INSERT INTO parts VALUES (1, 'michael'), (1, 'kelly'), (1, 'brian');
INSERT INTO parts VALUES (2, 'clara'), (2, 'maggie'), (2, 'reagan');

-- creation of the UDF
CREATE OR REPLACE FUNCTION "CHAR_SUM"(INS STRING)
    RETURNS TABLE (NUM FLOAT)
    LANGUAGE JAVASCRIPT
    AS '{
    processRow: function (row, rowWriter) {
      this.ccount = this.ccount + 1;
      this.csum = this.csum + row.INS.length;
      rowWriter.writeRow({NUM: row.INS.length});
    },
    finalize: function (rowWriter, i) {
     rowWriter.writeRow({NUM: this.csum});
    },
    initialize: function() {
     this.ccount = 0;
     this.csum = 0;
    }}';

This example illustrates the CHAR_SUM table UDF called on the parts table with no partitioning:

SELECT * FROM parts, TABLE(char_sum(s));

+--------+---------+-----+
| P      | S       | NUM |
+--------+---------+-----+
| 1      | michael | 7   |
| 1      | kelly   | 5   |
| 1      | brian   | 5   |
| 2      | clara   | 5   |
| 2      | maggie  | 6   |
| 2      | reagan  | 6   |
| [NULL] | [NULL]  | 34  |
+--------+---------+-----+

With no partitioning specified, Snowflake defines partitions. In this example, due to the small number of rows, only one partition is created (i.e. only one invocation of finalize is executed). Note how the final row has NULL values in the input columns.

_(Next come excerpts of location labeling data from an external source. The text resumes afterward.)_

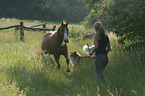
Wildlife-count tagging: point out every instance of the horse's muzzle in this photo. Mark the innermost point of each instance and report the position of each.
(66, 40)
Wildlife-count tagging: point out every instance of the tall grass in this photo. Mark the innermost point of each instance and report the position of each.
(24, 72)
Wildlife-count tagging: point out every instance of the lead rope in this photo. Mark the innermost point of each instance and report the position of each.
(92, 58)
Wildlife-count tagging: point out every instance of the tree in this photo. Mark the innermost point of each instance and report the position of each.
(124, 17)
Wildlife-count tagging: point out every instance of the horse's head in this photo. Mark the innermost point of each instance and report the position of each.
(64, 31)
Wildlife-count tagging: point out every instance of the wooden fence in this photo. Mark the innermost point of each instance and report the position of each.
(21, 27)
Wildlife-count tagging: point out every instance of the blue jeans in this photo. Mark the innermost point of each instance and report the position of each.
(101, 60)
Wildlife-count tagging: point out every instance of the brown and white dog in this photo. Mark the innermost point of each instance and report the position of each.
(75, 58)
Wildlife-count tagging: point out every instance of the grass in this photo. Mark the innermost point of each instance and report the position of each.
(24, 72)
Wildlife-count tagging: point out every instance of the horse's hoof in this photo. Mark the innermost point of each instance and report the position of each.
(68, 70)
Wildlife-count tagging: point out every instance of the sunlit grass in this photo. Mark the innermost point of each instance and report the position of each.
(23, 70)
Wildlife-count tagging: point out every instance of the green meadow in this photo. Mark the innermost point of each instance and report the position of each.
(25, 72)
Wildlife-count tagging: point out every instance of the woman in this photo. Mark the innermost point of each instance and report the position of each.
(102, 47)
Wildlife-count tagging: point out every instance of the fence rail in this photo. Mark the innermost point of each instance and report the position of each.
(21, 27)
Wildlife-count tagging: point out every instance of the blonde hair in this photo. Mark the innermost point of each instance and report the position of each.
(99, 28)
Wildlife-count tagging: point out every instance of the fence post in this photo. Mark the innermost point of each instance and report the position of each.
(44, 27)
(21, 31)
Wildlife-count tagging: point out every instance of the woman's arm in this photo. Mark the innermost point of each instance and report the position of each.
(96, 38)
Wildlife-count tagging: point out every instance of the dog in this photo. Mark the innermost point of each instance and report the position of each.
(75, 58)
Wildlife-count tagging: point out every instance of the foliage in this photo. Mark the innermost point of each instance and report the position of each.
(51, 10)
(124, 17)
(25, 72)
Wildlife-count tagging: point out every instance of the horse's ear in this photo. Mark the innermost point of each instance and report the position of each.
(62, 23)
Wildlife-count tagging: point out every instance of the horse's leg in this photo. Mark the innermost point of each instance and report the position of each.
(56, 56)
(67, 61)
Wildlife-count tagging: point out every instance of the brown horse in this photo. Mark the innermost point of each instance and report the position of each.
(54, 42)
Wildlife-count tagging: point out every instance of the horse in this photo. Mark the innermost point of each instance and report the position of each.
(55, 43)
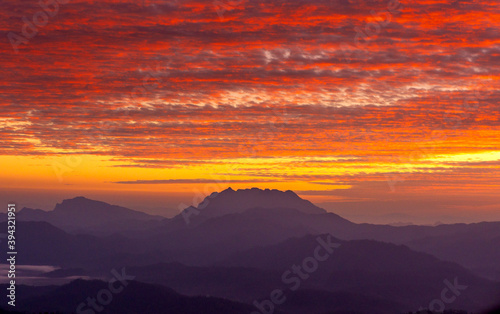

Same example as before, but with explicit partitioning:

SELECT * FROM parts, TABLE(char_sum(s) OVER (PARTITION BY p));

+--------+---------+-----+
| P      | S       | NUM |
+--------+---------+-----+
| 1      | michael | 7   |
| 1      | kelly   | 5   |
| 1      | brian   | 5   |
| 1      | [NULL]  | 17  |
| 2      | clara   | 5   |
| 2      | maggie  | 6   |
| 2      | reagan  | 6   |
| 2      | [NULL]  | 17  |
+--------+---------+-----+

This example partitions over the p column, yielding two partitions. For each partition, a single row is returned in the finalize callback, yielding a total of two rows, distinguished by the NULL value in the s column. Because p is the PARTITION BY column, the rows created in finalize have the value of p that defines the current partition.